Mexico City – Mexican government officials and national experts on Monday began an investigation into the cause of a gas explosion that killed 65 coal miners workers in northern Mexico – and said they would determine if security measures are sufficient to allow the mine to continue operating.
“The (mine’s) closure … will be definitive if there aren’t the conditions to operate safely,” federal Labor Secretary Francisco Salazar told a news conference, two days after officials broke the news that none of the miners had survived the Feb. 19 explosion.
The officials will first attempt to lower toxic methane gas levels so that rescue workers can resume their search for bodies in the Pasta de Conchos mine, about 135 kilometers (85 miles) southwest of the U.S. border at Eagle Pass, Texas.

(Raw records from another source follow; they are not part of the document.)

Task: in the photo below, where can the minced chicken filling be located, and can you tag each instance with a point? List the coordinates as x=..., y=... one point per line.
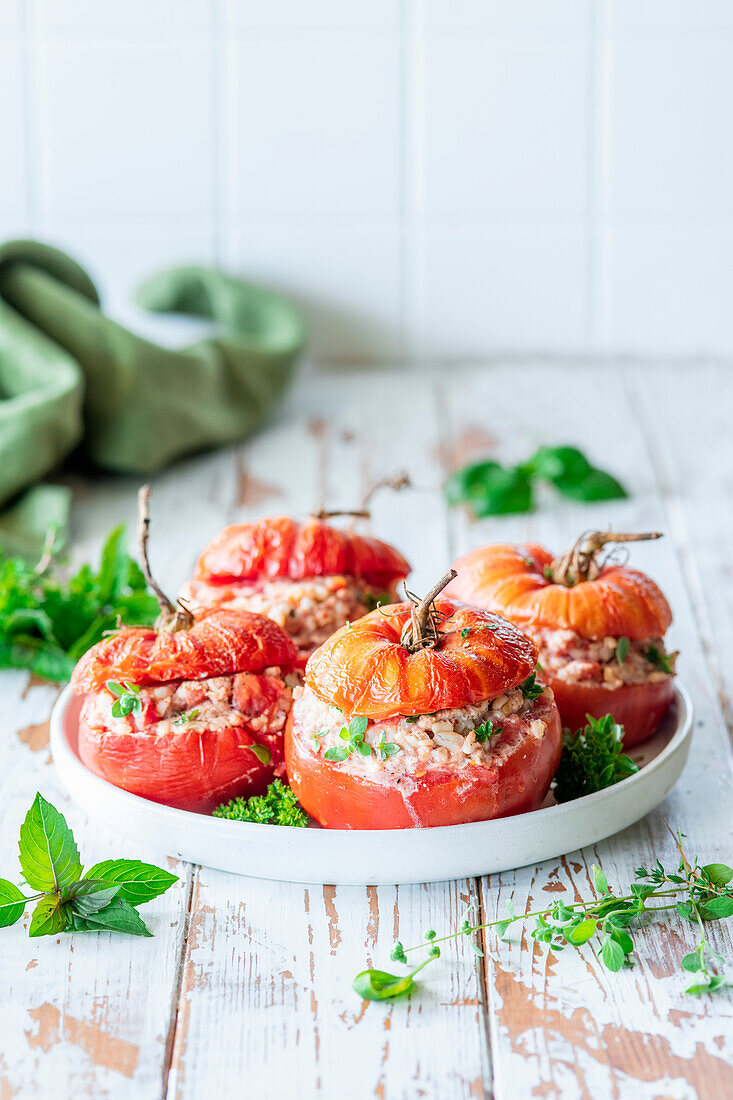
x=610, y=661
x=309, y=611
x=260, y=702
x=469, y=735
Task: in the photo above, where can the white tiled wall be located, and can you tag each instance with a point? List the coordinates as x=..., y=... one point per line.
x=429, y=178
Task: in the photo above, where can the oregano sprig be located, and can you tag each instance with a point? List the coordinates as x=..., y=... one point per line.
x=697, y=893
x=66, y=899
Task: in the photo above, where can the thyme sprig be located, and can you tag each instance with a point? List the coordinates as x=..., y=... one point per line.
x=697, y=893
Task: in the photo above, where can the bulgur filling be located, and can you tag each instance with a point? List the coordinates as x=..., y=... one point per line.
x=609, y=661
x=259, y=701
x=309, y=611
x=409, y=745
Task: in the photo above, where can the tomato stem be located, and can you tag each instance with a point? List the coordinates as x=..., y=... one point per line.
x=580, y=562
x=172, y=617
x=422, y=631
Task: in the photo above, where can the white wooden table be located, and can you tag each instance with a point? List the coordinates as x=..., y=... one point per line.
x=244, y=989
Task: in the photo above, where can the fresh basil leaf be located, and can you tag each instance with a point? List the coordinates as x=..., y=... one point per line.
x=380, y=986
x=720, y=875
x=48, y=917
x=336, y=754
x=358, y=726
x=89, y=895
x=598, y=485
x=48, y=856
x=491, y=490
x=261, y=751
x=12, y=903
x=139, y=882
x=119, y=916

The rescue teams, many of them miners themselves, dug day and night through piles of rock, dirt, glass, wood and metal in hopes of finding some of the miners alive.
Mine operators pumped fresh oxygen into the tunnels to aid the work and improve the trapped miners’ chances of survival. But by Friday, they said the air in the tunnels was too toxic and suspended the search.
On Saturday, officials said they had determined that the explosion had raised the temperature inside the mine to 600 degrees Celsius (1,110 degrees Fahrenheit) and released toxic methane and carbon monoxide that gobbled up nearly all of the oxygen. They acknowledged there was no way the trapped coal miners could have survived.
The investigation, which will involve the national miners’ union, officials from mine owner Grupo Mexico SA de CV, and university experts, also will try to determine responsibility for the explosion and recommend the appropriate sanctions, Salazar said.
Salazar denied that officials had kept information from miners’ relatives. He said that while they said from the beginning there was the chance the miners could have died, he said it was necessary for them to conduct scientific tests before they could say for certain.
“It’s a lie that information was hidden,” he said. “The only objective information … that there was no possibility of sustaining life became known on Saturday.” Government officials also have suggested reforming mining security laws and enacting legal reforms that would allow mining companies to extract methane gas before mining the coal, something not currently permitted.
Salazar said the government will make sure that Grupo Mexico honor its promise to give each of the miners’ families US$75,000 (euro63,300). The company also has promised to pay the workers’ salaries until they can arrange a pension for each family.